Since the 1980s, antidepressant use has quintupled in the United States, according to the Centers for Disease Control and Prevention. A previous study by Wong had found that 29 percent of antidepressant prescriptions were off-label. 

It's generally tough to track off-label prescriptions, because doctors may not even note on their charts exactly what they're prescribing a medication for, and pharmacies generally don't ask. So study co-author Robyn Tamblyn created an e-prescription system called "Medical Office of the XXI Century" or MOXXI that requires doctors to mark what ailment they're prescribing a medication for via a pull-down menu and open text box. "There's always a lot of pushback from physicians when other systems have them do that," Wong says. MOXXI was designed with enough other benefits to doctors, however, that it's been adopted by practitioners in and around Quebec City and Montreal.

Aside from adding to the mystery of whether or not the medication really does help, off-label use without scientific support comes with a 54 percent greater risk of harmful side effects, according to a 2015 study in JAMA Internal Medicine. When off-label medications are backed by evidence, however, they carry the roughly same risk as on-label uses, the study found. 

As the Food and Drug Administration states on its website, determining that a drug is safe doesn't mean it's risk-free. In fact, "it means the FDA has determined the benefits of using the drug for a particular use outweigh the potential risks," they state. Generally, that means testing the drug extensively, but focusing on the patients who are most likely to use it and get some benefit. "If you prescribe this drug to another patient population, you don't know how they're going to respond to it given their whole profile and medication history," Wong says.

Nevertheless, doctors turn to off-label uses for a number of reasons. It goes like this: Depression often shows up along with other chronic conditions, and doctors who work together in a hospital or clinic might notice anecdotally that patients who were being treated for depression also saw some relief for their pain or insomnia. At the same time, drugs for those conditions might be higher risk for one type of patient, or they might conflict with other medications they're taking. So doctors try the relatively safer off-label antidepressants instead. 
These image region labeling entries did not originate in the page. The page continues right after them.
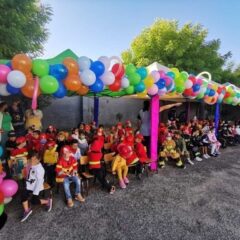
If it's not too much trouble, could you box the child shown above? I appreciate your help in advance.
[56,145,85,208]
[112,144,131,189]
[88,138,115,194]
[43,141,58,187]
[21,152,52,222]
[10,137,28,180]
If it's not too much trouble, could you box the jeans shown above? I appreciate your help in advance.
[63,176,81,200]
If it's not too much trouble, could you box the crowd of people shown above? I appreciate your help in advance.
[0,99,240,222]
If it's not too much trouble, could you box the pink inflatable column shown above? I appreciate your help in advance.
[150,95,160,171]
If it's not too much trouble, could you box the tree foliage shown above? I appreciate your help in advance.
[0,0,52,59]
[122,19,231,81]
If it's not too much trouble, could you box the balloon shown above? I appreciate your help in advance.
[126,63,137,76]
[90,78,104,93]
[49,64,68,81]
[108,80,121,92]
[64,75,82,92]
[143,75,154,88]
[98,56,111,71]
[185,80,193,89]
[90,61,105,77]
[137,67,148,80]
[32,59,49,77]
[78,56,91,71]
[151,70,160,83]
[80,69,96,86]
[0,84,10,96]
[12,54,32,73]
[40,75,59,94]
[6,84,20,94]
[0,64,11,83]
[0,204,4,216]
[134,81,146,93]
[100,72,115,86]
[63,57,79,75]
[21,79,41,98]
[7,70,27,88]
[147,84,158,96]
[53,83,67,98]
[125,86,134,95]
[112,63,125,79]
[128,73,141,86]
[77,85,89,96]
[0,179,18,197]
[121,77,130,88]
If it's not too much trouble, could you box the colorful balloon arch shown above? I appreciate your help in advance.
[0,50,240,108]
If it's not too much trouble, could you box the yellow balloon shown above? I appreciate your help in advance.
[143,75,154,88]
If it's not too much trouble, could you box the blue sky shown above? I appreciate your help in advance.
[41,0,240,64]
There's other factors in play as well. In some cases the Byzantine rules of a patient's insurance might make an on-label drug cost prohibitive, so doctors prescribe a similar but cheaper med instead. And pharmaceutical companies may even market an off-label use for a drug, although the practice is forbidden under US law. Doctors could also read a preliminary study about a novel use for a medication and want to try it in their practice. "There's so much range in quality of studies, some of them have few patients in them or are done poorly," Wong says. "They don't have the time to do a good systematic review and look at all the evidence." 
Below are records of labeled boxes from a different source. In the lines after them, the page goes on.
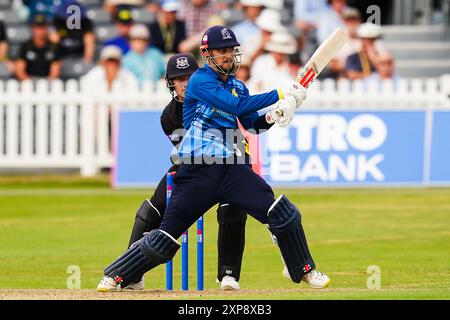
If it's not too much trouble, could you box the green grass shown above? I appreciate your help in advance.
[0,176,450,299]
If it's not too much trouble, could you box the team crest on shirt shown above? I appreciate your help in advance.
[177,57,189,69]
[220,28,232,40]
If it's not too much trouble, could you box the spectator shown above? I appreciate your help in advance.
[179,0,217,37]
[22,0,61,22]
[15,15,61,81]
[345,23,381,80]
[51,0,95,64]
[103,8,133,54]
[0,21,8,61]
[364,52,399,90]
[103,0,145,14]
[251,32,297,92]
[294,0,327,37]
[81,45,138,91]
[232,0,264,51]
[0,21,14,76]
[244,9,286,64]
[317,0,347,43]
[150,0,186,53]
[123,24,166,87]
[332,8,362,73]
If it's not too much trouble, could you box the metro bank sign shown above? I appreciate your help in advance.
[260,111,425,186]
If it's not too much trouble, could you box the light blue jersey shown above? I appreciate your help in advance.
[178,66,280,158]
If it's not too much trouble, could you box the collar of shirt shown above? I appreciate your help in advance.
[204,64,234,83]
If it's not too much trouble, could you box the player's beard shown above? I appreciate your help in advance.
[221,62,236,74]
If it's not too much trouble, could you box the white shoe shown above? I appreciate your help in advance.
[97,276,120,292]
[220,276,241,290]
[123,277,145,290]
[302,269,331,289]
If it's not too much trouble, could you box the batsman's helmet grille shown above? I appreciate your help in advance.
[200,26,240,49]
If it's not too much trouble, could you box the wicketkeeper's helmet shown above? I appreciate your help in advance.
[165,53,198,100]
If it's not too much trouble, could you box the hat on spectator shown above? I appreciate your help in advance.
[30,14,48,26]
[114,8,133,24]
[100,45,122,61]
[264,32,297,54]
[161,0,180,12]
[356,22,381,39]
[239,0,265,7]
[255,9,284,32]
[342,7,361,19]
[129,24,150,39]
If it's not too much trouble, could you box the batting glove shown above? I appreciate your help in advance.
[266,96,297,128]
[281,81,306,109]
She suggests that closer integration between research databases and e-prescription systems could alert doctors about the various levels of evidence for off-label uses, helping them make better-informed decisions. Wong would also like to find out the true economic cost of off-label drugs. "If the drugs aren't effective, how much have we spent for that?" she asks.

In the meantime, it's always smart to press your doctor a little bit about why they're prescribing a medication to you, and how it works. If you don't like the answer, see if they can suggest a drug that's more established.